When a couple gets married in Florida, they are automatically granted certain rights and protections under the law. One of these is the right to share in marital property. Several factors are at play during the split of these assets; you can get half or even 20% depending on what the judge considers fair.
Marital property definition
In general, anything purchased with joint funds or used for the family’s benefit is considered marital property. Also, anything acquired while you’re married belongs to you both. This includes houses, cars, furniture, bank accounts, retirement accounts, and even pets.
Splitting marital property
In Florida, marital property is divided equitably between the spouses in a divorce. This means that the court will take into account a variety of factors when deciding how to divide the assets, including each spouse’s contribution to the marriage, their financial needs after the divorce, and their ability to support themselves. The court will also consider any child custody arrangements that are in place.

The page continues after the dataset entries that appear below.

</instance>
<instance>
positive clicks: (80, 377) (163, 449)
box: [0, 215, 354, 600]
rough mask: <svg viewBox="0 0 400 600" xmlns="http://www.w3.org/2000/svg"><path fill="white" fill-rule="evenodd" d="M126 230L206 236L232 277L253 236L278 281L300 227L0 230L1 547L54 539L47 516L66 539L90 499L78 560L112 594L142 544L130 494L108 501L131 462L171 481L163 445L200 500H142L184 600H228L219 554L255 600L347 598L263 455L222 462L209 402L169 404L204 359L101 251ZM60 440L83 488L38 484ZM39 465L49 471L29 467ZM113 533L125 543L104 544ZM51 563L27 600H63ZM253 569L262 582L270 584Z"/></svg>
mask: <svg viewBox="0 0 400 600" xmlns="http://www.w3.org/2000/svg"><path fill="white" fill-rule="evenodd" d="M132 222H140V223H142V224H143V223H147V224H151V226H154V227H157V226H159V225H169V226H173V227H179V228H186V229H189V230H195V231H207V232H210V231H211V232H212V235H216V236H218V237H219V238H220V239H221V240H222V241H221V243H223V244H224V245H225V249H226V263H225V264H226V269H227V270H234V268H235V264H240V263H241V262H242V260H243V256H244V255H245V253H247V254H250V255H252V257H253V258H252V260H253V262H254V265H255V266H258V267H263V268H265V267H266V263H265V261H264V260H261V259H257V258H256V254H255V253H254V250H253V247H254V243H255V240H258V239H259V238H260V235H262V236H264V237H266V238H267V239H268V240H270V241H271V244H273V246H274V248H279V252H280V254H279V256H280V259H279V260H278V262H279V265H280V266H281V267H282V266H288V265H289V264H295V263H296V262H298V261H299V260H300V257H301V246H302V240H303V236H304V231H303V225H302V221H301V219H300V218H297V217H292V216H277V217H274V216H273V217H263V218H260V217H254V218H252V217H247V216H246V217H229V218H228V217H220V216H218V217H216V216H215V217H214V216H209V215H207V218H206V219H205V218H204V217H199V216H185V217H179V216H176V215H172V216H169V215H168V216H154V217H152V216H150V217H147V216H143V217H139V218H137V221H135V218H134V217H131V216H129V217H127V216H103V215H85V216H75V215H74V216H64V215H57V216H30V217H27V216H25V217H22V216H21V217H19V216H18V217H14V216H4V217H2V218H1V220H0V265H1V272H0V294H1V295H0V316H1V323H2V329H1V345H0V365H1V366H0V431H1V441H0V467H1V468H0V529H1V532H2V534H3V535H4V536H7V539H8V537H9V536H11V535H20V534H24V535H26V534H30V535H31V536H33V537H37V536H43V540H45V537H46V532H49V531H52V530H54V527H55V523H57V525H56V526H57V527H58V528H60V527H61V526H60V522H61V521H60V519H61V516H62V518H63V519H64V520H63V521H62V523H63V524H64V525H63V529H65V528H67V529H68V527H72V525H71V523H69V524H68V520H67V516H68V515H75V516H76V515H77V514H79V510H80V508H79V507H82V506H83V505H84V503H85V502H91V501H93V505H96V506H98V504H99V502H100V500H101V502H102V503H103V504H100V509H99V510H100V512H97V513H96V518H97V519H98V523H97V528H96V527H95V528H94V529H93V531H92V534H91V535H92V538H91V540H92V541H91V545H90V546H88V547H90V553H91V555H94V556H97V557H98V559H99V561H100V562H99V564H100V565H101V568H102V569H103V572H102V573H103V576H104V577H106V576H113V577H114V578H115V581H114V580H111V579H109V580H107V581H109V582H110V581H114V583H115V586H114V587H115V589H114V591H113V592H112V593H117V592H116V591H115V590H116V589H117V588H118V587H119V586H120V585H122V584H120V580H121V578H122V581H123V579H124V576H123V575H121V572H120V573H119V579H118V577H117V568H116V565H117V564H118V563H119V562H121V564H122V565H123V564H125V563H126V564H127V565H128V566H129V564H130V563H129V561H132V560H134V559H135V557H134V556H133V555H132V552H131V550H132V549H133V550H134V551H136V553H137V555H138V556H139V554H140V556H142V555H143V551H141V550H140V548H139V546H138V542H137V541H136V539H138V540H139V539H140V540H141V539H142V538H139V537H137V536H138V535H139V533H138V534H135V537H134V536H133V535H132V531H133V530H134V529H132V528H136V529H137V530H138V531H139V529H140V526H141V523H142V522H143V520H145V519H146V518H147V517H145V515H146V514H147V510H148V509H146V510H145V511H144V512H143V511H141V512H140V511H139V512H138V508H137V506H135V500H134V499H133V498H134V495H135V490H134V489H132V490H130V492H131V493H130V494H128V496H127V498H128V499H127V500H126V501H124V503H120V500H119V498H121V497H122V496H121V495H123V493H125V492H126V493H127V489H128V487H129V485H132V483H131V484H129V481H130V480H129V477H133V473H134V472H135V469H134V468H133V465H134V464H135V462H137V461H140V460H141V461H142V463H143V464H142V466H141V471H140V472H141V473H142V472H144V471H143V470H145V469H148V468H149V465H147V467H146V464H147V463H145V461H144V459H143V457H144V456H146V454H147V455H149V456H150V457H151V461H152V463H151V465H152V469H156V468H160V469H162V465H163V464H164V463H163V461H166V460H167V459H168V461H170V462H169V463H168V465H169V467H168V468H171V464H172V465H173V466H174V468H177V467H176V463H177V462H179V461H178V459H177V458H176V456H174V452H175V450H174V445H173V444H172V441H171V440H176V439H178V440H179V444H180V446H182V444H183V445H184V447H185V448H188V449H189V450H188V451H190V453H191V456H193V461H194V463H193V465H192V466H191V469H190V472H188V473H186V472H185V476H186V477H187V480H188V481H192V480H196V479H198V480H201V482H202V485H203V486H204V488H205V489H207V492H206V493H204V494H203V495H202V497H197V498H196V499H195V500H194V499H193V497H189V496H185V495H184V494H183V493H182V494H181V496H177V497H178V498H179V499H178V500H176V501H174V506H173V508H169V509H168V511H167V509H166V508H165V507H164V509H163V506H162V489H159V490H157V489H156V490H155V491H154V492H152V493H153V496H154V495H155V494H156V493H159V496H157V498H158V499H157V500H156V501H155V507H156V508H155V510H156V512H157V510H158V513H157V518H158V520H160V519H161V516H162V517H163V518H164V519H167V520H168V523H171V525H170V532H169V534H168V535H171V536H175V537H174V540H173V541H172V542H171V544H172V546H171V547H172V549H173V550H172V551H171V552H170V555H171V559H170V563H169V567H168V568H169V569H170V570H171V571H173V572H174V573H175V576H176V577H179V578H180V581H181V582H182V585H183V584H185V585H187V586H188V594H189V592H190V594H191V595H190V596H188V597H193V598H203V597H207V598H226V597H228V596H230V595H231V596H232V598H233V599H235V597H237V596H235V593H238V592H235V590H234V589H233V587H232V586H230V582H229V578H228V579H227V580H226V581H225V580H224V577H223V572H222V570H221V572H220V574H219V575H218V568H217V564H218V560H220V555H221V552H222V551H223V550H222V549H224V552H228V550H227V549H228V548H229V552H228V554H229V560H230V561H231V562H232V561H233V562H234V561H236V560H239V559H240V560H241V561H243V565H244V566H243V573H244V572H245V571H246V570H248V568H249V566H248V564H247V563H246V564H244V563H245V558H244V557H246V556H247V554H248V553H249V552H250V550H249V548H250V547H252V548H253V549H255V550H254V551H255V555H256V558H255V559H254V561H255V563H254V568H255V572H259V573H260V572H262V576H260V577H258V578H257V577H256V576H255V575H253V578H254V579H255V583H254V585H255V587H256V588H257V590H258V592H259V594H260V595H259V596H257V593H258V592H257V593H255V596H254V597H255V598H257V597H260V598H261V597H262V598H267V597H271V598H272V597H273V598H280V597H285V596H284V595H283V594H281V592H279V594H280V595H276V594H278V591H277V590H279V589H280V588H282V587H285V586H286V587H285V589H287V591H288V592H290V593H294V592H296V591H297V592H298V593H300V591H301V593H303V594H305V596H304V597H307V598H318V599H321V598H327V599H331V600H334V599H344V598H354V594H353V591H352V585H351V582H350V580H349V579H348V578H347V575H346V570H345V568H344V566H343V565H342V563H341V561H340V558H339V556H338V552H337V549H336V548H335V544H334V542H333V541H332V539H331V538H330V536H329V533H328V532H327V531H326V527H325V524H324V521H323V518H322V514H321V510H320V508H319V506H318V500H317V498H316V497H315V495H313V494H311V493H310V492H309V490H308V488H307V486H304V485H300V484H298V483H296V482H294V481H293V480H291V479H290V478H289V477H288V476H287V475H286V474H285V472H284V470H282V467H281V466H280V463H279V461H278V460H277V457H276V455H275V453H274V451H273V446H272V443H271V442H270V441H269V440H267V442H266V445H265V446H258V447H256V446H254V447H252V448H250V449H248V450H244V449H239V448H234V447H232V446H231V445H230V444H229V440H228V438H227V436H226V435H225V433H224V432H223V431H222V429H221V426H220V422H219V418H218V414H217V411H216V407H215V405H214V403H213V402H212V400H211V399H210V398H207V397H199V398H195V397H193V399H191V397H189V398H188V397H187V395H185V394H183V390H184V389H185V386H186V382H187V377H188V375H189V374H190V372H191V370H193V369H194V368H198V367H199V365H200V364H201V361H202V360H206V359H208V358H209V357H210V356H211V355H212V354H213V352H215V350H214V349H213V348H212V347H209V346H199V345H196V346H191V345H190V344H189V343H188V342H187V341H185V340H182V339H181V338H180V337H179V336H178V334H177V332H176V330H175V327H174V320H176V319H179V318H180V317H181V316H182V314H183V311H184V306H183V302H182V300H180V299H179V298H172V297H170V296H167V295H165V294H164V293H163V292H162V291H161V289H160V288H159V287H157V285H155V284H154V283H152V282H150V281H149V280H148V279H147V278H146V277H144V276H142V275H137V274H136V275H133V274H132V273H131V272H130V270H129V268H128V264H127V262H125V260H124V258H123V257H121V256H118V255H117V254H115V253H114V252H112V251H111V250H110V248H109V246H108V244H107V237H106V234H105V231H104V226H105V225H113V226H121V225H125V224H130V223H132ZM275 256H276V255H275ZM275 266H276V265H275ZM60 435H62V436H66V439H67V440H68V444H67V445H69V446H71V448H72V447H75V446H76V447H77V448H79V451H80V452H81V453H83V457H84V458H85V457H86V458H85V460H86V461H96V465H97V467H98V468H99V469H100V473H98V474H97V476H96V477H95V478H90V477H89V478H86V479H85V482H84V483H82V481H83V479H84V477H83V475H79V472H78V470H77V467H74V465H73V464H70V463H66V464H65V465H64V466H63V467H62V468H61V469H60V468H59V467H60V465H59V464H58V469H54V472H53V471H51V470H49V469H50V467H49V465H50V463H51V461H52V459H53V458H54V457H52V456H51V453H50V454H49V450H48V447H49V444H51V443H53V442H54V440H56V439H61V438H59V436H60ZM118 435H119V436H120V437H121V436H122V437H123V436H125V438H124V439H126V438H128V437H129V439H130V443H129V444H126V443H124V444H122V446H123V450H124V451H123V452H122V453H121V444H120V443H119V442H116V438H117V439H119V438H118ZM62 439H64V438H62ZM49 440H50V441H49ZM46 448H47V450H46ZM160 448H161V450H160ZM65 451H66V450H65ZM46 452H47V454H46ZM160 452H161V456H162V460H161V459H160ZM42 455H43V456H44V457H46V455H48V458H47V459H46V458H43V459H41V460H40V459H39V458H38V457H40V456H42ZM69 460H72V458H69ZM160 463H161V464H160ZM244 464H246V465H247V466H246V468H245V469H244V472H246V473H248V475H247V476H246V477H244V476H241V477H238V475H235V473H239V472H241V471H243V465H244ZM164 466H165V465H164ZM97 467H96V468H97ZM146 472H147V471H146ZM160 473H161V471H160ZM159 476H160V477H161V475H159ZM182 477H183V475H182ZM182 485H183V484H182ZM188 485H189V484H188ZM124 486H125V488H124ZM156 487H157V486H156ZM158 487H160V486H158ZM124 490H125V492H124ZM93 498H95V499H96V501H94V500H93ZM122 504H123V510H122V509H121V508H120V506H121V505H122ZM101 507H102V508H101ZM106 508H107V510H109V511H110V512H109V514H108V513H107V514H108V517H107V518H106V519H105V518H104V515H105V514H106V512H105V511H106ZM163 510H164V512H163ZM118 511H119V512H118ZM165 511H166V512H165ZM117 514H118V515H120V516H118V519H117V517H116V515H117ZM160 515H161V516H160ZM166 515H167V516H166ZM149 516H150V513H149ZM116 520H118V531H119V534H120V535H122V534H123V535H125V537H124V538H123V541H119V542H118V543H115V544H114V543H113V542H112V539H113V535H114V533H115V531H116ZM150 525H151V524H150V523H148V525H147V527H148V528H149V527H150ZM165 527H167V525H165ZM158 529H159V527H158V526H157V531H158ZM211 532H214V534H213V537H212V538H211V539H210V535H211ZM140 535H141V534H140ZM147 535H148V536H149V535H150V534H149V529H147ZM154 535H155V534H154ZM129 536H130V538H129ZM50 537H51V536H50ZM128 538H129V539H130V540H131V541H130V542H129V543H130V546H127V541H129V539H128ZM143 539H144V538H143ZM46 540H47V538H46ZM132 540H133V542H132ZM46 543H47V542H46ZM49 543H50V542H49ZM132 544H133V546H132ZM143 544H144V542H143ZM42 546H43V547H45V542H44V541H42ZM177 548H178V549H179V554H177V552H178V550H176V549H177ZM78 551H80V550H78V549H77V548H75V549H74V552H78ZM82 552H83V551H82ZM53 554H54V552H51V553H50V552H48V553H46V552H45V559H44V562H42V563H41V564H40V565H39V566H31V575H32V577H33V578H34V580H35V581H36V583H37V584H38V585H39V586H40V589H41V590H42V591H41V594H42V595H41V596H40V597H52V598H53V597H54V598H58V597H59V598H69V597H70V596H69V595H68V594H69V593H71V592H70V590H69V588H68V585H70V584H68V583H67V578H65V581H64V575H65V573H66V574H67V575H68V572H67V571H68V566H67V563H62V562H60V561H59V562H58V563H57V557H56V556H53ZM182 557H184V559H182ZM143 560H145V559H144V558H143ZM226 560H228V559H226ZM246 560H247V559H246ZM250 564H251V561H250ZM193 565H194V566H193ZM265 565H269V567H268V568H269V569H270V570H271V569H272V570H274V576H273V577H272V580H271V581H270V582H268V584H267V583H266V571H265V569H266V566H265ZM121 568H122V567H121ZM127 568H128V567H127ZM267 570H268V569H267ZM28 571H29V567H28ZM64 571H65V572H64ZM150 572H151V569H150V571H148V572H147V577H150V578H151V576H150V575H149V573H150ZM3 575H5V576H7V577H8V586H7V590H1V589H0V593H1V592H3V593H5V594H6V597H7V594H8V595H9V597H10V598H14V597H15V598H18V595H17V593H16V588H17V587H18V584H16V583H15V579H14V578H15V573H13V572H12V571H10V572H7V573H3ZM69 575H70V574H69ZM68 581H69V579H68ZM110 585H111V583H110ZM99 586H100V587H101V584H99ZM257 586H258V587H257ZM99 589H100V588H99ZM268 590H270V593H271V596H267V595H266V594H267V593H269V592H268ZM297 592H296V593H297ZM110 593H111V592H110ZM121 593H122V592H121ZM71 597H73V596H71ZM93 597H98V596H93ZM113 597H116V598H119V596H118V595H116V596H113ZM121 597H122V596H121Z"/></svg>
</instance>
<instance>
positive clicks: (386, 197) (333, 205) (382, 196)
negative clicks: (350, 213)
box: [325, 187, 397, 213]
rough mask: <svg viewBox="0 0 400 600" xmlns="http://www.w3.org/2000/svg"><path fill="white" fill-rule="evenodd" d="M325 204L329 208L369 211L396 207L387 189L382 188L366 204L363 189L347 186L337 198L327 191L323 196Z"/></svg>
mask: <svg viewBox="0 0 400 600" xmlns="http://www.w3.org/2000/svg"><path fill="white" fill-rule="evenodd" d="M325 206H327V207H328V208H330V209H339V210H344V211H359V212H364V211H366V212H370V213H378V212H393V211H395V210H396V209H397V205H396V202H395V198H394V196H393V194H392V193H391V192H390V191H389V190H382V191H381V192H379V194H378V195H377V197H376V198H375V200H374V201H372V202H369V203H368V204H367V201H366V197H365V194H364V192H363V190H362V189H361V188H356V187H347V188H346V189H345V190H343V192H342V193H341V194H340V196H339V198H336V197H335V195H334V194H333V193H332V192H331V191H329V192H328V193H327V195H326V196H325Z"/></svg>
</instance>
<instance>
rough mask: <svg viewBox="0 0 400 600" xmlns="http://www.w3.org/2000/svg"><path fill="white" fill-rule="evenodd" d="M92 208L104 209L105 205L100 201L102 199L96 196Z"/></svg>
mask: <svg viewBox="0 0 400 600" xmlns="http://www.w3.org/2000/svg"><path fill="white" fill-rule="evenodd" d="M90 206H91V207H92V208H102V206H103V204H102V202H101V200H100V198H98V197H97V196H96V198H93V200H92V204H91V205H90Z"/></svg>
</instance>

In most cases, the court will order an equal split of the assets between the spouses. However, there are some circumstances where this may not be possible or fair. For example, if one spouse accumulated more wealth than the other, the court may give them a more significant share.
When the separate property becomes marital
Separate property is any asset that one spouse owns before the marriage, or that is inherited or gifted. They are not subject to property division in a divorce. However, there are some circumstances where the court might give part of your separate property to your ex. For example, if you inherit a house from your parents and then move your spouse into the house and start paying the mortgage with joint funds, the house will likely be considered marital property in a divorce.
Knowing what to expect during divorce can help you prepare well for it. By understanding Florida laws about asset division, you can put yourself in a position where you are getting what’s rightfully yours.